Publié en 2007 (en 2009 en traduction française, encore plus remarquable qu’à l’accoutumée, par Anne-Laure Tissut), le quinzième roman de Percival Everett livre une violente dénonciation de la torture à l’américaine, « accidentelle » (Abou Ghraïb) ou institutionnelle (Guantanamo), mais est aussi beaucoup plus que cela.
Écrivain à grand succès de romans à l’eau de rose sous le pseudonyme d’Estelle Gilliam, l’ex-philosophe universitaire Ismaël Kidder bascule dans l’horreur lorsqu’un matin sa petite fille, sous la garde de sa mère dont il est divorcé, croise le chemin d’un psychopathe qui la supplicie. Face à ce choc impensable, le penseur rationnel sombre dans une dépression profonde mêlée d’une rage aussi glacée que dissimulée, et parvient quelque temps plus tard à enlever le principal suspect, relâché faute de preuves, à l’enfermer dans sa cave soigneusement préparée, et à accomplir sa vengeance…
De ce sombre fil, apparemment simple et direct, l’art de Percival Everett a concocté un ensemble magistral, curieusement polyphonique, où se mêlent, minutieusement agencés, dessins d’enfant ou de dépressif, considérations philosophiques sur les présocratiques et leur pertinence actuelle, bribes d’échanges et de dialogues gardant un pied dans le « monde réel » avec son agent littéraire, fragments de récit du conflit territorial de moins en moins larvé qui l’oppose à des cultivateurs de marijuana à propos d’une retenue d’eau, préparatifs de son forfait vengeur, éléments de réalisation de celui-ci, et même fascinants morceaux de « lâcher prise » dans lesquels la conversation et l’exposé se dissolvent, progressivement vidés de leur sens, dans un véritable parlénigm / riddleyspeak digne de Russell Hoban…

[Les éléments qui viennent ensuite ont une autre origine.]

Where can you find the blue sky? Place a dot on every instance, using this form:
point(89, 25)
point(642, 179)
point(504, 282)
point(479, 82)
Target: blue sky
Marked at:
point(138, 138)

Présentant avec un étourdissant brio des enjeux politiques et moraux complexes, les broyant sans pitié, et en extrayant l’abîme bien particulier qui guette l’intellectuel « humaniste » confronté à la rage personnelle et à la perte de sens, « Le supplice de l’eau » est désormais mon roman préféré de l’incroyable Percival Everett.
L'étendue des choses n'est jamais qu'elle-même, et les limites de tout texte de fiction sont semblables aux méditations douées d'ubiquité que poursuit Zénon, réfutables mais vraies, simples en surface mais sources de trouble et d'irritation persistants, épine dans le flanc de tout voyageur. Je ne suis bien sûr que moi-même, Ismaël Kidder, mieux connu sous le nom d'Estelle Gilliam, auteur de romans à l'eau de rose. Personne ne sait que je suis Estelle Gilliam, pas dans le coin. Mon ex-femme le sait, mais elle vit très loin dans une autre vie, sur cette autre planète, avec son chagrin à elle. L'officier de police local le sait. J'ai été contraint d'avouer mon identité pour écarter ses soupçons, lui prouver que je n'étais pas, selon ses propres termes, "un salaud de fils de pute de dealer", toute personne n'ayant pas de source de revenus visible étant un dealer à ses yeux. Malheureusement, il n'est pas le seul à penser ainsi : tout le monde à Taos, au Nouveau-Mexique, est de cet avis. Je suis donc le dealer local officiel, contraint de débouter ceux qui souhaitent m'acheter de la marchandise de contrebande et soumis aux regards méprisants des autres, dealers authentiques y compris, persuadés que je leur vole des parts de marché sous la protection du shériff. (...)
Le problème que pose la compréhension d'Héraclite est qu'on ne l'a pas rangé sur les bonnes étagères. Ce n'était pas un philosophe, mais un poète. Mais on ne peut pas entrer deux fois dans la même reconstitution historique.